Le simple soupçon de fraude fiscale ouvrant le champ de la criminalité organisée, dès lors qu’un enquêteur, un procureur, un juge d’instruction estimera qu’un schéma fiscal pourrait être illicite, il sera incité à mettre en cause non seulement le contribuable mais aussi son conseil, puisqu’ils formeront potentiellement ensemble la "bande" nécessaire pour que toutes les procédures nées de la loi Perben II puissent être utilisées : garde à vue de quatre jours, interceptions sonores,… Les mises en causes d'avocats innocents se multiplieront nécessairement.

Les CARPA seraient désormais astreintes à la déclaration de soupçon en matière de blanchiment. Il a même été envisagé que notre activité judiciaire, jusqu’alors préservée, y soit de même soumise, sous le prétexte de lutter contre d’hypothétiques "faux procès" qui seraient organisés pour mieux blanchir.

La mise en cause des avocats est de plus en plus fréquente, les perquisitions se multiplient, non parce qu’ils se seraient faits complices de leurs clients – les condamnations sont en pratique inexistantes – mais parce que les enquêteurs pensent trouver dans nos cabinets les informations qui leurs manquent, parce qu’ils perçoivent notre secret comme une entrave.

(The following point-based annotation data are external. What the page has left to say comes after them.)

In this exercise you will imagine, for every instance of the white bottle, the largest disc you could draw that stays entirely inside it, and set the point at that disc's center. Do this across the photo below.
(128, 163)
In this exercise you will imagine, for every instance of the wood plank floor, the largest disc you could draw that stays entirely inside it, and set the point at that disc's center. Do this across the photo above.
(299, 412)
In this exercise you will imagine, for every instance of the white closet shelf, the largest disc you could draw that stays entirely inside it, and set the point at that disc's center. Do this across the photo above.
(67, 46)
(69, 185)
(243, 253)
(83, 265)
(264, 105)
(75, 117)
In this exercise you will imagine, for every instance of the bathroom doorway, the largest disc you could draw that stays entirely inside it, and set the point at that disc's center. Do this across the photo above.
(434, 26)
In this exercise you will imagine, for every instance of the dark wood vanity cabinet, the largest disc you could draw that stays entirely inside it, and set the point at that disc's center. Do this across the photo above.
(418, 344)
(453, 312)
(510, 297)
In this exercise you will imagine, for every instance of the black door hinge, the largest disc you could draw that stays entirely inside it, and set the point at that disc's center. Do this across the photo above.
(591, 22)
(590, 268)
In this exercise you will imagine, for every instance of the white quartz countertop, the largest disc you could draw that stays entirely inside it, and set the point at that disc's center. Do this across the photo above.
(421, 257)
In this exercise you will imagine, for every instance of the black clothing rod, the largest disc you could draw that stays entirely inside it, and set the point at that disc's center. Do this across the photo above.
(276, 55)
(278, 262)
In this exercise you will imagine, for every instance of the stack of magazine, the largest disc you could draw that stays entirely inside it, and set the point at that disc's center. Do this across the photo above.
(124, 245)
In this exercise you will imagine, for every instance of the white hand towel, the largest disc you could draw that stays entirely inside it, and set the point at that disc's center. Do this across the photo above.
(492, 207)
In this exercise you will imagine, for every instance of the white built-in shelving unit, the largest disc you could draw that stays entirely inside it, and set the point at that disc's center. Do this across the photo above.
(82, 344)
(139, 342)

Le projet, ne nous y trompons pas, dépasse par sa portée notre seul exercice professionnel ou la fiscalité.

Des principes fondamentaux du droit pénal sont remis en cause. L’administration pourra utiliser des preuves obtenues de manière illicite. La charge de la preuve en matière pénale sera inversée : il y aura ainsi blanchiment dès lors que la personne poursuivie ne pourra prouver elle-même la légalité de chaque euro dont elle dispose. Enfin, les règles de prescription des délits sont brutalement modifiées.

C’est un véritable changement de société qui s’organise. Le projet vise à inciter chaque citoyen à devenir un véritable délateur : chaque salarié, chaque stagiaire, pourra sans risque de sanction dès lors qu’il est de "bonne foi" dénoncer son collègue dès lors qu’il le soupçonnera de commettre une infraction. La "bonne foi", ou son apparence, justifie tout, permet tout.

Tout cela au moyen d’une procédure parlementaire accélérée, donc sans la concertation pourtant prônée en toute matière par le Président de la République, et surtout sans la sérénité nécessaire à une réflexion aboutie.

Il est évident que nombre de ces dispositions sont contraires à notre Constitution, pourtant le projet avance, sans hésiter. Chaque jour nous a apporté de nouveaux amendements, tous aussi inquiétants…

L’ACE a suivi quotidiennement les travaux parlementaires. Nous avons rencontré les rapporteurs du projet devant l’Assemblée nationale et tenté, en vain, de les convaincre que les intentions les plus louables peuvent conduire aux pires dérives.

Nous poursuivons sans faille notre action auprès du Gouvernement et du Sénat.

C’est l’ensemble de notre profession qui doit se mobiliser.

Non pas seulement parce que nous sommes nous-mêmes concernés, atteints dans nos principes les plus essentiels, mais surtout parce que les avocats ont un rôle social fondamental, dépassant leurs propres intérêts : celui de gardiens et de défenseurs des libertés.

Nous avons le devoir de nous réunir et de porter ensemble la voix du Droit et de la Justice.